More effective organics removal by amorphous MnOx assisted by micro-current than peroxymonosulfate addition: Performance and mechanism

Abstract

Peroxymonosulfate (PMS) addition into a MnOx system is generally believed to be an effective way for expediting organics removal. Whereas in this work, we found single MnOx with a micro-current got an even better oxidation performance comparing that with PMS addition. The carbon paper electrodeposited by amorphous MnOx (AMO) was used as cathode, and the micro-current (55 µA/cm2) increased the methylene blue (MB) degradation rate by 6.1 times through enhancing the AMO oxidative ability in acidic media. At the same pH, the MB degradation rate in AMO (AMO-MC) system was close to that in AMO system with PMS addition (AMO-MC-PMS). More importantly, the MB mineralization in AMO-MC was about 1.6 times higher than that in AMO-MC-PMS. Similar phenomena were also investigated when using tetracycline (TC) as organic pollutant. The mechanisms of AMO-MC and AMO-MC-PMS for MB removal were comprehensively studied and compared.
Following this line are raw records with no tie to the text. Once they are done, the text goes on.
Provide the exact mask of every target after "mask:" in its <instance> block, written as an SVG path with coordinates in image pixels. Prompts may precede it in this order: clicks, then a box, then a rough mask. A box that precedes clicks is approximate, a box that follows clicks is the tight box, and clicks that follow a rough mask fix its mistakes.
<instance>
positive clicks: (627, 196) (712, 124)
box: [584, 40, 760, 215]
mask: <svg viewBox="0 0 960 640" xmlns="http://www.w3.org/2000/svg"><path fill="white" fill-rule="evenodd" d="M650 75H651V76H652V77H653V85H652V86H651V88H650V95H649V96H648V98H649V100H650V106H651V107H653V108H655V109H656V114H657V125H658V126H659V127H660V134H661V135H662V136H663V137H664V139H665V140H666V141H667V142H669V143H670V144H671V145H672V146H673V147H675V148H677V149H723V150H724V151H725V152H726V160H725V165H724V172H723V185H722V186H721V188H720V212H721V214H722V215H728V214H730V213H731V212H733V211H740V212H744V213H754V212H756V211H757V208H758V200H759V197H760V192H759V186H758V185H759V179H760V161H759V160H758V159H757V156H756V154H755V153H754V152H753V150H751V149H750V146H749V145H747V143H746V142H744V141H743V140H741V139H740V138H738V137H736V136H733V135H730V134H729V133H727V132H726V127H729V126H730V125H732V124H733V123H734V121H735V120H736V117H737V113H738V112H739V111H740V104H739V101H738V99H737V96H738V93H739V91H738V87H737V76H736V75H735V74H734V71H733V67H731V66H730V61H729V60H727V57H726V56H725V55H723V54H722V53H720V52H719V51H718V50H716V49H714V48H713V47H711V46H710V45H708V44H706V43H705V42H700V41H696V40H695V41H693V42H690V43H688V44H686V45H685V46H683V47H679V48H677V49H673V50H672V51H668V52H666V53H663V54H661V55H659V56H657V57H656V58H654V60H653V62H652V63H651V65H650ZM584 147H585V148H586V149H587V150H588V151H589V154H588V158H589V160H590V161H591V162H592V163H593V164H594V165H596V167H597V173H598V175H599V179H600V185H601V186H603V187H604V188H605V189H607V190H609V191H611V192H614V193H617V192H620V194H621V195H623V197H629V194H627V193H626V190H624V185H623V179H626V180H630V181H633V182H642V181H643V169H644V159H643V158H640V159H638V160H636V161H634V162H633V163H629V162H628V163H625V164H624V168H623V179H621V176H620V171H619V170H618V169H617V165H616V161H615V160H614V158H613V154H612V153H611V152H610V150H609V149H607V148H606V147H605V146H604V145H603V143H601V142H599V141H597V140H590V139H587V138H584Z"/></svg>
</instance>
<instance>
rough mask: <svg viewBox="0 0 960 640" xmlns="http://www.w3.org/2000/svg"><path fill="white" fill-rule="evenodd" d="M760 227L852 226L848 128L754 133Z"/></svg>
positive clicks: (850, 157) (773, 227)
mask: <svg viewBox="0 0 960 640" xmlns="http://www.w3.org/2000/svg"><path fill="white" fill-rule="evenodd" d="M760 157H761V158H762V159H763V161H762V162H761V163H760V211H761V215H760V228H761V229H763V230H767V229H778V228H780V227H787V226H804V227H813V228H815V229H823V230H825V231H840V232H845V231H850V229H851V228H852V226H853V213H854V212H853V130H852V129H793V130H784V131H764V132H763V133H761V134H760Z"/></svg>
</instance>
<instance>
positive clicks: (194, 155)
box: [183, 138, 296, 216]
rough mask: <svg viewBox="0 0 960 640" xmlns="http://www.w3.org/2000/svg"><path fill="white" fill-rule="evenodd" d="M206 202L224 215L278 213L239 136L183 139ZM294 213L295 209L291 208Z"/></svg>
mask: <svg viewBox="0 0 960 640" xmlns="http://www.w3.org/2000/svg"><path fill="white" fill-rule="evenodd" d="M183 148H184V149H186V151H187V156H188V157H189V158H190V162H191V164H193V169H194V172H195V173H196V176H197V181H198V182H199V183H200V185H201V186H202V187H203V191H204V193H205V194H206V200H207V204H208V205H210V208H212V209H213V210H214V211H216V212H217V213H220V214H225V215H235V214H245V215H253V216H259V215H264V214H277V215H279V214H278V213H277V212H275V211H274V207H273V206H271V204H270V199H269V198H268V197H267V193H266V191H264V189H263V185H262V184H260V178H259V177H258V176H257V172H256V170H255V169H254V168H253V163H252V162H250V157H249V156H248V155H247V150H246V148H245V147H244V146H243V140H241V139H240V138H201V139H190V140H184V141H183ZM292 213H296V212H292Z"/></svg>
It was found that the micro-current prompted the Mn valence converting from high to low. Conversely, the PMS addition hindered this converting and impeded the direct oxidation of AMO. The GC-MS analysis indicated that the presence of PMS induced the formation of sulfoxide-containing intermediates (SCIs) which were difficult to be further degraded and resulted in the suppression of MB mineralization. Density functional theory (DFT) calculation indicated that the intermediates from AMO-MC were more facile to be attacked in an electrophilic way and adsorbed on the cathode than the SCIs. It proposed that the AMO with micro-current had the potential to remove organics efficiently, and blind PMS addition should be avoided.